Q. Agent Rodriguez, where are you from?
A. From Naranjito.
Q. Next to Corozal.
A. Yes, sir.
Q. In fact, you were a neighbor all your life of Mr. Lozada.
A. No.
Q. You weren’t?
A. No, sir.
Q. Where did you go to school?
A. In Naranjito.
Q. Santa Teresita?
A. Just for ninth grade.
Q. Any relatives of Mr. Lozada go to school there with you?
A. Yes, sir.
Q. Who?
A. Mr. Lozada’s son.
Q. And the daughter.
A. Well, I don’t remember about Mildred.
Q. But you seem to call her by her first name.
A. Yes, sir.
Q. Isn’t it a fact, sir, that you have known Mr. Lozada and his family since back in your high school years, sir?
A. Well, it wasn’t until the day of the arrest that I remembered Emilio and my studying with him, because he was really fat and I didn’t remember him.
Q. You didn’t socialize with the children of Mr. Lozada in your younger years?
A. At that time we were together in the same ninth grade classroom, but nothing more.
Q. Didn’t you date a friend of Mildred Lozada and double date with her?
A. I don’t know, I don’t remember. If you can tell me, because I don’t remember.
Q. How old a man are you, sir? How old are you?
A. Thirty-seven.
Q. And you never had a problem with the Lozada family during those years, did you?

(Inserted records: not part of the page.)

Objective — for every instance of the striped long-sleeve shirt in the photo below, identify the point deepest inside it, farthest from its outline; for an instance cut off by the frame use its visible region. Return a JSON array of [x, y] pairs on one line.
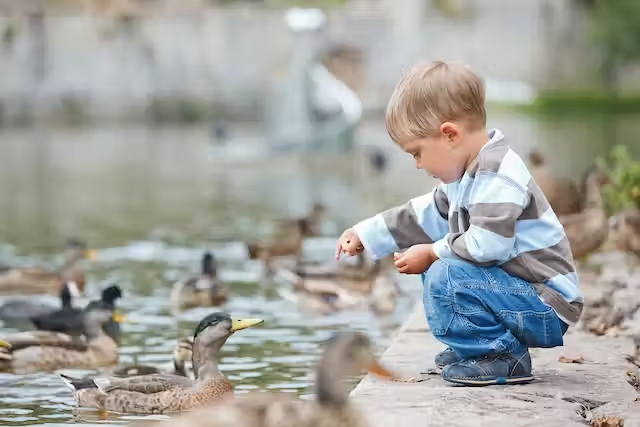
[[494, 215]]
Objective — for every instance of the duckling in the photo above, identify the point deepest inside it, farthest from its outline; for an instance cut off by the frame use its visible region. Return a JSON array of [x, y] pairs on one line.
[[347, 354], [204, 289], [166, 393], [562, 193], [26, 308], [38, 280], [181, 353], [289, 235], [70, 321], [588, 229], [625, 230], [47, 351]]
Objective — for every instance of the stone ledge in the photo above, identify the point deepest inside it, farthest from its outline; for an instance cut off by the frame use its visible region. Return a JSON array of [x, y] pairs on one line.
[[553, 399]]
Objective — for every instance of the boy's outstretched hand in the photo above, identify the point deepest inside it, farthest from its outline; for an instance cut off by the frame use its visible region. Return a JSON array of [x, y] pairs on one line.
[[349, 243], [415, 260]]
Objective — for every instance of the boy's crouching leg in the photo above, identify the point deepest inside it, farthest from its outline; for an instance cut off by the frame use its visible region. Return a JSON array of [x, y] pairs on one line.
[[461, 301]]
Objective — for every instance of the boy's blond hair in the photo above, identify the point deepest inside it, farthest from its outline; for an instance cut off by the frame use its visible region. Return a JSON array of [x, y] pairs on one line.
[[431, 93]]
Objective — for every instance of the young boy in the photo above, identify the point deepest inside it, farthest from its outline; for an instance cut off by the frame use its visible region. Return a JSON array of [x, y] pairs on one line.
[[495, 262]]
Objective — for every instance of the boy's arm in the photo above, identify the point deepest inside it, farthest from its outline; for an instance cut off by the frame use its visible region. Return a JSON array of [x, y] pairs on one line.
[[421, 220], [496, 202]]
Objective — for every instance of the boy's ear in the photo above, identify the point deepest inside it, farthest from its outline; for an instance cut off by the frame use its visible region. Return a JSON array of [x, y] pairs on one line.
[[450, 131]]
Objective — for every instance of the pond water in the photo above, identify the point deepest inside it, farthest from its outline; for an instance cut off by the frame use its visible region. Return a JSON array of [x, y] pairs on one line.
[[151, 199]]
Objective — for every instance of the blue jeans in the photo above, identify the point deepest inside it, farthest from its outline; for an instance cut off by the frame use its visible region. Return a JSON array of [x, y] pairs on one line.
[[481, 310]]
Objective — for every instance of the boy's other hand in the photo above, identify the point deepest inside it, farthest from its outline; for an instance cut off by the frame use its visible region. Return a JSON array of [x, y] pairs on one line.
[[415, 260], [349, 243]]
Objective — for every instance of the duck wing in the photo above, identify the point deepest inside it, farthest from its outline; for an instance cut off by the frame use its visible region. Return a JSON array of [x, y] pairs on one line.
[[149, 384]]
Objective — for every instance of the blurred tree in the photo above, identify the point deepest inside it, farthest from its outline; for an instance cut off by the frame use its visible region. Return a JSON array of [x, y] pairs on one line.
[[617, 33]]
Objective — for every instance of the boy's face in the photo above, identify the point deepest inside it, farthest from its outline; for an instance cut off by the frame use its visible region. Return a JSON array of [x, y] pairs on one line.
[[441, 156]]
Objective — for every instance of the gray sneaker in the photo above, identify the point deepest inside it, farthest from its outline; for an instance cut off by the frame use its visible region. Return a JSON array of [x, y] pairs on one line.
[[497, 368], [446, 357]]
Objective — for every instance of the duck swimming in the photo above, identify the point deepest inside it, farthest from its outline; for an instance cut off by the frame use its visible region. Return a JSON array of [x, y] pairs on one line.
[[70, 320], [46, 351], [39, 280], [204, 289], [166, 393], [26, 308], [181, 354], [347, 354]]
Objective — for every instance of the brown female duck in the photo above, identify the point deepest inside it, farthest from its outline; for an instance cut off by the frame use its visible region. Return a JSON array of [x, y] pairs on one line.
[[327, 296], [347, 354], [562, 193], [289, 235], [588, 229], [39, 280], [47, 351], [166, 393], [202, 290]]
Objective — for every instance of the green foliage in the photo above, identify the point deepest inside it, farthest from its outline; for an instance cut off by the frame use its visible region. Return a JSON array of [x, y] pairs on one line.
[[625, 174], [616, 32]]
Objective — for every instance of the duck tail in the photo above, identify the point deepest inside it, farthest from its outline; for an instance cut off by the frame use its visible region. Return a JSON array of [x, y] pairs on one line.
[[77, 384], [110, 294]]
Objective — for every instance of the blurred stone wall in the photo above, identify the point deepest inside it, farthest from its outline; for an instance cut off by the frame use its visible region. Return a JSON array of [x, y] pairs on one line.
[[190, 63]]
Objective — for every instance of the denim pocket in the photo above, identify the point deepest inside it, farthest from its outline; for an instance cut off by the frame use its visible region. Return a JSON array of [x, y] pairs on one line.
[[439, 315], [534, 328]]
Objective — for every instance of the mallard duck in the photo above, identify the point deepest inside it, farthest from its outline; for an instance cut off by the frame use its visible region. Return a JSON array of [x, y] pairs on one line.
[[70, 321], [26, 308], [625, 230], [39, 280], [165, 393], [588, 229], [289, 235], [204, 289], [47, 351], [562, 193], [328, 295], [181, 354], [345, 355], [358, 277]]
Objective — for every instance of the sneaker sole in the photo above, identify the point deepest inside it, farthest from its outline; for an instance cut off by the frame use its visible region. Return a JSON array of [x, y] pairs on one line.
[[493, 381]]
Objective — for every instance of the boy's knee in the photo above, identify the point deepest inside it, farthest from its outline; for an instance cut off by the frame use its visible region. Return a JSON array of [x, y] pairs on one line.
[[445, 272]]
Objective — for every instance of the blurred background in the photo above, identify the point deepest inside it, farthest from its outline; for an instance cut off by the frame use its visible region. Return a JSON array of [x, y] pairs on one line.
[[154, 130]]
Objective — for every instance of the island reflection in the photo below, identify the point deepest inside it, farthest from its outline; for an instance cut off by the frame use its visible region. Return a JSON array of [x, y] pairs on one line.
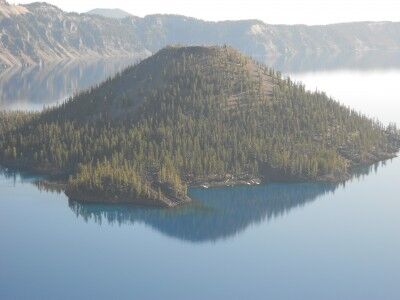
[[218, 213]]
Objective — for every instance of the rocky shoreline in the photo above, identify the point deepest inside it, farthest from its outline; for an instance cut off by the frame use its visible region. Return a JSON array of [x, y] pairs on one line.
[[57, 182]]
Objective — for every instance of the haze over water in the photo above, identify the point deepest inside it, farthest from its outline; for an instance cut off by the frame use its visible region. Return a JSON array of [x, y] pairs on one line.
[[277, 241]]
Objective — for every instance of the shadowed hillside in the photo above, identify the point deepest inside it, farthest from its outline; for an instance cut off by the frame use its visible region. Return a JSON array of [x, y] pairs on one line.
[[191, 116]]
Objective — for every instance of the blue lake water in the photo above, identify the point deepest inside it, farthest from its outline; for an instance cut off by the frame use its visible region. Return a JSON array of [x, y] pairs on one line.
[[276, 241]]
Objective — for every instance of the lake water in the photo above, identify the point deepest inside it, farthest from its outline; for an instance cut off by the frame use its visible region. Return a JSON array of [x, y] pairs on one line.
[[278, 241]]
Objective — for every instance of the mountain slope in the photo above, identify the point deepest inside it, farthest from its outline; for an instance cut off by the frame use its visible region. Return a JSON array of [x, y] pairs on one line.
[[110, 13], [40, 32], [191, 116]]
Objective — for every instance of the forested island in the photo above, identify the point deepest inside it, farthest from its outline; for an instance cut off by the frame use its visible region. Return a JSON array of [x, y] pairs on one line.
[[191, 116]]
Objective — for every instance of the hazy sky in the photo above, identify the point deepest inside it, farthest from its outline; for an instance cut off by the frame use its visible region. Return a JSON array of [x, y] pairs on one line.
[[270, 11]]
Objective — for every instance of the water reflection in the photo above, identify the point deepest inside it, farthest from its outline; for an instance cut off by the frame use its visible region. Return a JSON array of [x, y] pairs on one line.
[[216, 213], [37, 86], [362, 61]]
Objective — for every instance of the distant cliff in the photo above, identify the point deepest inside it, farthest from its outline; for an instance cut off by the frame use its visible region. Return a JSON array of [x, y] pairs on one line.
[[41, 32]]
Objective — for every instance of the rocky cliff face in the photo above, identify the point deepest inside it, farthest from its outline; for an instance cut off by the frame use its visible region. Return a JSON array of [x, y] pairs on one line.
[[40, 32]]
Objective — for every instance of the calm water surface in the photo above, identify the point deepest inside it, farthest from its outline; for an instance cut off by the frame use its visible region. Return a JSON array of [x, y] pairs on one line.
[[278, 241]]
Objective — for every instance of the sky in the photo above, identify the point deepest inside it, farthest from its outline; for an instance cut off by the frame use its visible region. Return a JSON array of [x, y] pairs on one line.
[[309, 12]]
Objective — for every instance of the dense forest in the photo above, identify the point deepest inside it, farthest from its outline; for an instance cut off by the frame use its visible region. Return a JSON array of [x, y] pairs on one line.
[[190, 115]]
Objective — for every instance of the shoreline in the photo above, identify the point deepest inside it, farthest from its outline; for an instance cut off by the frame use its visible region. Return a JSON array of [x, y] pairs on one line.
[[57, 182]]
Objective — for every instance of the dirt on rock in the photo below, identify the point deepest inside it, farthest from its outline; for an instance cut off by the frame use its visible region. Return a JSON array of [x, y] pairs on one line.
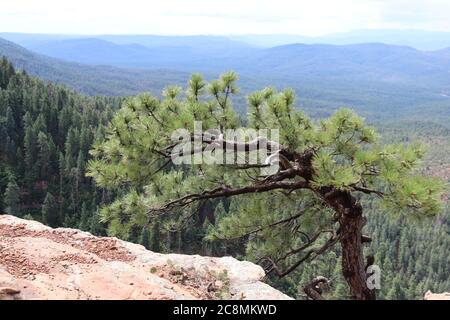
[[37, 262]]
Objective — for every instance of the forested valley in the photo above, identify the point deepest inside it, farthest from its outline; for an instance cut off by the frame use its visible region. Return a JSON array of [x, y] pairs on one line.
[[48, 130]]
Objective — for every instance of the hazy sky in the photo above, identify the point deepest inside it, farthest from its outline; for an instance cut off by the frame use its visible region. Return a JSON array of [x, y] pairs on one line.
[[311, 17]]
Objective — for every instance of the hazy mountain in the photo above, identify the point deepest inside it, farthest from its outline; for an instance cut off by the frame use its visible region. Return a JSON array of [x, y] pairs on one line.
[[360, 62], [377, 80], [99, 80], [419, 39]]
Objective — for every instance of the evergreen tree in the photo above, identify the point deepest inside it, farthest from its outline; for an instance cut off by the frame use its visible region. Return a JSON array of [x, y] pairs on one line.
[[145, 240], [326, 171], [11, 197], [50, 211]]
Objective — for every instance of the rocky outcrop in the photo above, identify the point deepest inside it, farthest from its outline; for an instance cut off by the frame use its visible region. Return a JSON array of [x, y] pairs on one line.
[[436, 296], [37, 262]]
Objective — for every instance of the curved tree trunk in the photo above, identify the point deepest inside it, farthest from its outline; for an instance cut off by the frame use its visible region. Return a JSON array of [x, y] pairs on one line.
[[351, 222], [353, 267]]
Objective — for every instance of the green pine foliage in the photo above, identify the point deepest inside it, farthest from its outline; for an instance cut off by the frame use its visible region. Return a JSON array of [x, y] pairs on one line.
[[348, 155], [46, 132]]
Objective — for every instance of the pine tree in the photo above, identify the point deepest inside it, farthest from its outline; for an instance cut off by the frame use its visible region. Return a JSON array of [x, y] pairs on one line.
[[144, 239], [50, 211], [155, 241], [11, 197], [328, 170]]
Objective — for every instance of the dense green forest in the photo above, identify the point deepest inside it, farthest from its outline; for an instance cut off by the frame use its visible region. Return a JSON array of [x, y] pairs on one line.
[[47, 131]]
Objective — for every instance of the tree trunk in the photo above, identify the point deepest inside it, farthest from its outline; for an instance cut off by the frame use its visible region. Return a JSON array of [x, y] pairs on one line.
[[351, 221], [353, 267]]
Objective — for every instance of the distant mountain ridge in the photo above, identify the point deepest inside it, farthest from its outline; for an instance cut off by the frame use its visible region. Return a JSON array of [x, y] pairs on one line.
[[93, 80], [377, 80]]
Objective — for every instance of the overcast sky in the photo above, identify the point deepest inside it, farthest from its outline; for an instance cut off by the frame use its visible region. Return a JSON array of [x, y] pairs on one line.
[[311, 17]]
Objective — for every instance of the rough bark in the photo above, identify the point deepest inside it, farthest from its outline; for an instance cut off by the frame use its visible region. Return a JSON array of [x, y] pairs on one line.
[[350, 217]]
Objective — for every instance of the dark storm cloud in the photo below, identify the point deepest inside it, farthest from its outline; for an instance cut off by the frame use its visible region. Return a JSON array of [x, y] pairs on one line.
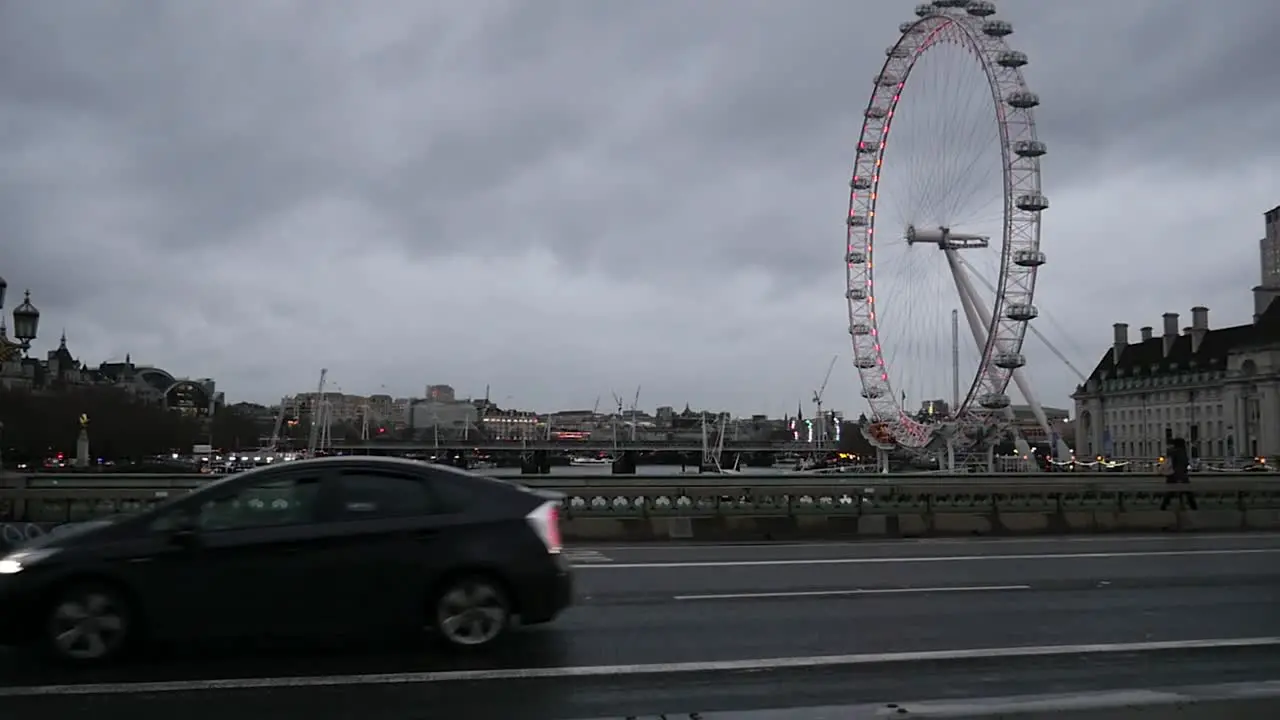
[[626, 192]]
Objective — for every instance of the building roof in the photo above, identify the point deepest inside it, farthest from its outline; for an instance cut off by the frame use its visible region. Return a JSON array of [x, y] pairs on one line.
[[1147, 358]]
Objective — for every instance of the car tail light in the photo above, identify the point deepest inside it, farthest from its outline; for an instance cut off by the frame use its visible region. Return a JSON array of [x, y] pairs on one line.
[[545, 523]]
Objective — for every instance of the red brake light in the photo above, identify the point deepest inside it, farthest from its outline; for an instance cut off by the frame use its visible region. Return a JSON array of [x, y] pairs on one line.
[[553, 540]]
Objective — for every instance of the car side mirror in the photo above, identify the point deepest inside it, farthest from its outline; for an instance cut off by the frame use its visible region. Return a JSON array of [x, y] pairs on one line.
[[184, 532]]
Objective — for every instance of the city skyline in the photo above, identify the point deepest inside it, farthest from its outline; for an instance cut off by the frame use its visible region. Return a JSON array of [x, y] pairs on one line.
[[576, 200]]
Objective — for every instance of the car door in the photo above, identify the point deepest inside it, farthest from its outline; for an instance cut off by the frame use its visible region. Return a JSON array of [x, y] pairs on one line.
[[394, 537], [251, 566]]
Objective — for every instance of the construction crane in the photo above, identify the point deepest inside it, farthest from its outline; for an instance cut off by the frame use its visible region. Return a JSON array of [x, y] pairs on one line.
[[817, 400], [316, 410], [274, 443], [635, 404], [617, 418]]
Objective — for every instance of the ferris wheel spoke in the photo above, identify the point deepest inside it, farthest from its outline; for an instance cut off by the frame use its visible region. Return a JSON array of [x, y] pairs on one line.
[[951, 117]]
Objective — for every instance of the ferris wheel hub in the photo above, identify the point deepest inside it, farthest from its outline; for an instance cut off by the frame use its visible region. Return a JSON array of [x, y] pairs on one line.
[[945, 238]]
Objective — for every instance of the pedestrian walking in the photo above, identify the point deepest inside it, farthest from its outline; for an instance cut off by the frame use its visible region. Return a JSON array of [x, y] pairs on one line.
[[1176, 472]]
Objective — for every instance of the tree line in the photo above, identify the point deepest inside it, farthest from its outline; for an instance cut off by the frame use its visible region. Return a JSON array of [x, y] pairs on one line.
[[36, 425]]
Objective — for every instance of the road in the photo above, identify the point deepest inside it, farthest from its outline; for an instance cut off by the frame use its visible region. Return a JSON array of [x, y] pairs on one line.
[[672, 628]]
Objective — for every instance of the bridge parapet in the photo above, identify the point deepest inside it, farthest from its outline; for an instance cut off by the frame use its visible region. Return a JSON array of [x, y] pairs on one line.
[[778, 506]]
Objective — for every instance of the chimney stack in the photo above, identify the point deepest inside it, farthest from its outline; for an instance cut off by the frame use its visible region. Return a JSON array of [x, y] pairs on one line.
[[1170, 331], [1200, 326], [1120, 342]]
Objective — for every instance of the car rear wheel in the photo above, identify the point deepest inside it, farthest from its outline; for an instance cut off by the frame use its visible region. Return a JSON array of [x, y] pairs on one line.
[[471, 611], [87, 623]]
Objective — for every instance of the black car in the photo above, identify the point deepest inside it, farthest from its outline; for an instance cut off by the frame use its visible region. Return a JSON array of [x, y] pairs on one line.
[[312, 547]]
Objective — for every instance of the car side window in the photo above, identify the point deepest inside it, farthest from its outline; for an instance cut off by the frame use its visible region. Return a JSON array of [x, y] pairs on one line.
[[288, 501], [373, 493]]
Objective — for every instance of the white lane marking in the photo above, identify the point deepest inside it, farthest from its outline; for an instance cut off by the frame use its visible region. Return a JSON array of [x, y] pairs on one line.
[[849, 592], [647, 669], [583, 555], [931, 559], [1261, 536]]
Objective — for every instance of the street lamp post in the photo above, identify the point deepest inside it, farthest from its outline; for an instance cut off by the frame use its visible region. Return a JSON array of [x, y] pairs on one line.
[[26, 318]]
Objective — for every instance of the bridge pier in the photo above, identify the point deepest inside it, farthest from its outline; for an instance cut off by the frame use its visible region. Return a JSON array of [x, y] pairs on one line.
[[626, 463], [461, 460], [536, 463]]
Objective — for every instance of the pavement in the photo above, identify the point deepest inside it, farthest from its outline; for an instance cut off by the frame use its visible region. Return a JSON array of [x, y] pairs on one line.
[[703, 628]]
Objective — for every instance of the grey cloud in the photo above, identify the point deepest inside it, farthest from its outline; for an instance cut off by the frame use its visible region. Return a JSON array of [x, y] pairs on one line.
[[567, 197]]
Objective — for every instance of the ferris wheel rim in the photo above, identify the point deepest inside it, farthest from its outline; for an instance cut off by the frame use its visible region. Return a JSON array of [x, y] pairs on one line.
[[1020, 227]]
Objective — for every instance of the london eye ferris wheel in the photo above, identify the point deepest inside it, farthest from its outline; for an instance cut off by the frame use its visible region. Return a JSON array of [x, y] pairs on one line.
[[945, 223]]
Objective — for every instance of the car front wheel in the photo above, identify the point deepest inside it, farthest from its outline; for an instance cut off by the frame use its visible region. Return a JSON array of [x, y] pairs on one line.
[[471, 613], [87, 623]]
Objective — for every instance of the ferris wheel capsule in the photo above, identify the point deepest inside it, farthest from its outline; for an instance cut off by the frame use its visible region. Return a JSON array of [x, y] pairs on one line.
[[981, 8]]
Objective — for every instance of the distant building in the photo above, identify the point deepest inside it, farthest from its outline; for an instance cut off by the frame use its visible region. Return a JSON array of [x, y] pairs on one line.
[[1216, 388], [440, 393]]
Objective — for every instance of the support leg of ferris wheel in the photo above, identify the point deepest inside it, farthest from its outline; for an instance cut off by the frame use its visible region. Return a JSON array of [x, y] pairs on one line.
[[978, 323], [969, 292]]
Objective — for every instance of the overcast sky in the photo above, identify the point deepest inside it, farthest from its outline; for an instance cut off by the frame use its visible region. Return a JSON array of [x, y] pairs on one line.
[[565, 199]]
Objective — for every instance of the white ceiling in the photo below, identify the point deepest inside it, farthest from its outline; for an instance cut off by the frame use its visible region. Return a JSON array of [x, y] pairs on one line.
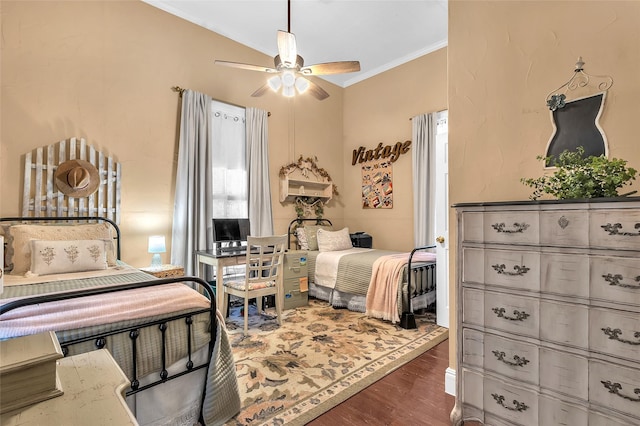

A. No, not that I remember.
Q. And what did Mr. Lozada say to you?
A. When he approached me, when he came near, he asked whether it was me. I told him yes, that it was me. And he told me that he knew I was coming here today. I told him yes, that I was, that I had told him so on Monday, and that on Monday I had been here. And he made a comment to me as to whether I could state here that I bought the oil container behind his back. I told him that I could not; that the police knew already about it; that I coming here to state — to say the full truth. So I again advised him whether he had spoken clearly with his attorney, whether he had told the truth to his attorney, and he told me that if he got ten years, it would be the same as getting 100. That’s all.
Q. Did he mention anything to you about assisting you economically?
A. Yes. I became upset because while he still owed me some money, when I came down I tried to collect from him and he told me that he had spent a lot on attorneys. And then yesterday he comes up to offer me money, and I told him no.
Q. He offered you money for what, sir?
A. I don’t know if it was for me to lie, but I told him that I would not lie.